Trying to focus on moving targets (like this little duckling photographed at the New York Botanical Garden) is tough. The minute you think you have them in focus, wham, they're gone before you can trip the shutter. Instead, try putting your camera in manual focus and focus on a spot where the action is repeating itself--home plate in a baseball game or the top of a piling where a seagull keeps landing and taking off, for example.
That's just what I did for this shot. I tried (and failed) about a dozen times as this duckling kept hopping up on the lily leaf and then--just as quickly--slipped back into the water. But once I put the lens in manual focus and focused on the center of the lily pad, all I had to do was wait for the duckling and fire when she came into the frame. I had the camera on a tripod and locked down tightly, so I didn't even have to watch through the viewfinder. I just kept my eye on the lily pad and then fired whenever she hopped up there. I also used a very fast shutter speed (1/1000 second) which was easy since the sun was very bright. Not only did the shutter speed stop the baby duck, but look how it froze the water on the leaf and the crop coming out off of the beak!
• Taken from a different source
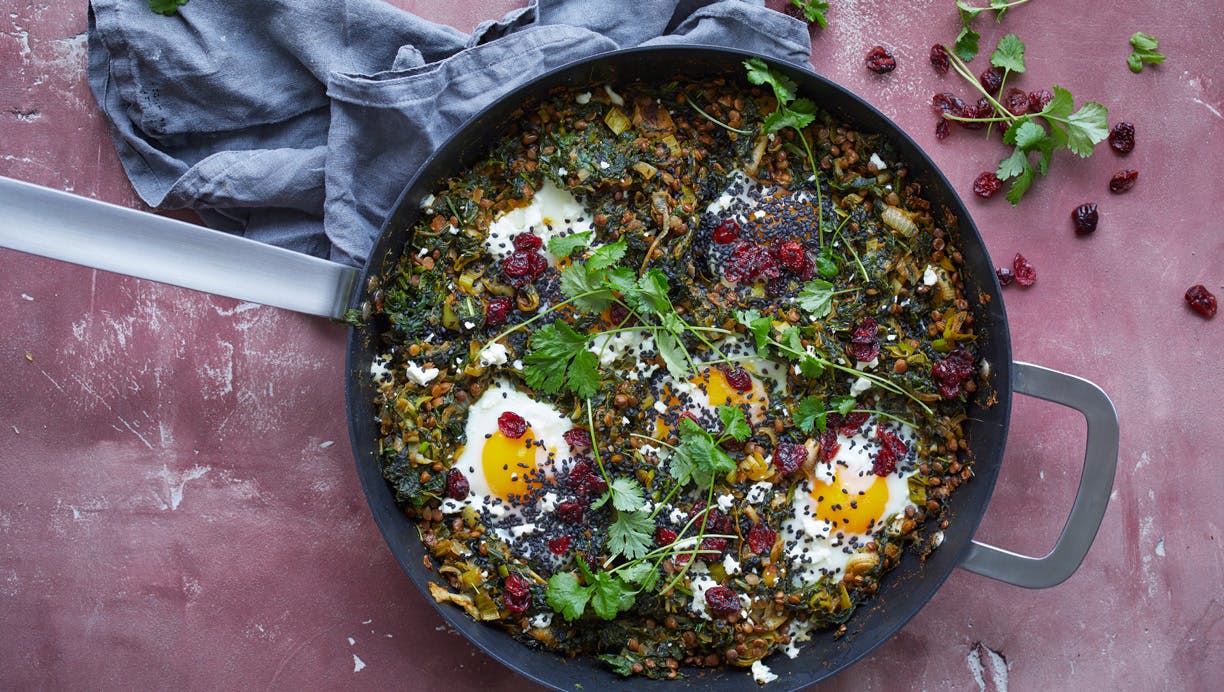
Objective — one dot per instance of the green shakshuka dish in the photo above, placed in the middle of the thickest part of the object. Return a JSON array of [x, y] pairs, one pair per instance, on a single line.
[[676, 375]]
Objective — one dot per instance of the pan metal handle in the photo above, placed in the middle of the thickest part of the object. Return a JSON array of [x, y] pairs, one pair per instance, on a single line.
[[1092, 497], [107, 236]]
By the way, even if you are shooting with a camera that doesn't have a manual-focus mode, you can still use this technique. Just frame the spot where you want to focus and press the shutter release button halfway down (and hold it halfway down); that locks the focus (and exposure) and then when your subject comes into the frame, press the shutter release the rest of the way.
Interestingly, many of the forms of action we photograph do repeat themselves in some predictable way and predicting where and when that action will occur is the key to photographing it sharply. If you just pause for a few moments and study the scene before you start to shoot you'll have a good idea of where you need to focus and how often the subjects will come into the frame.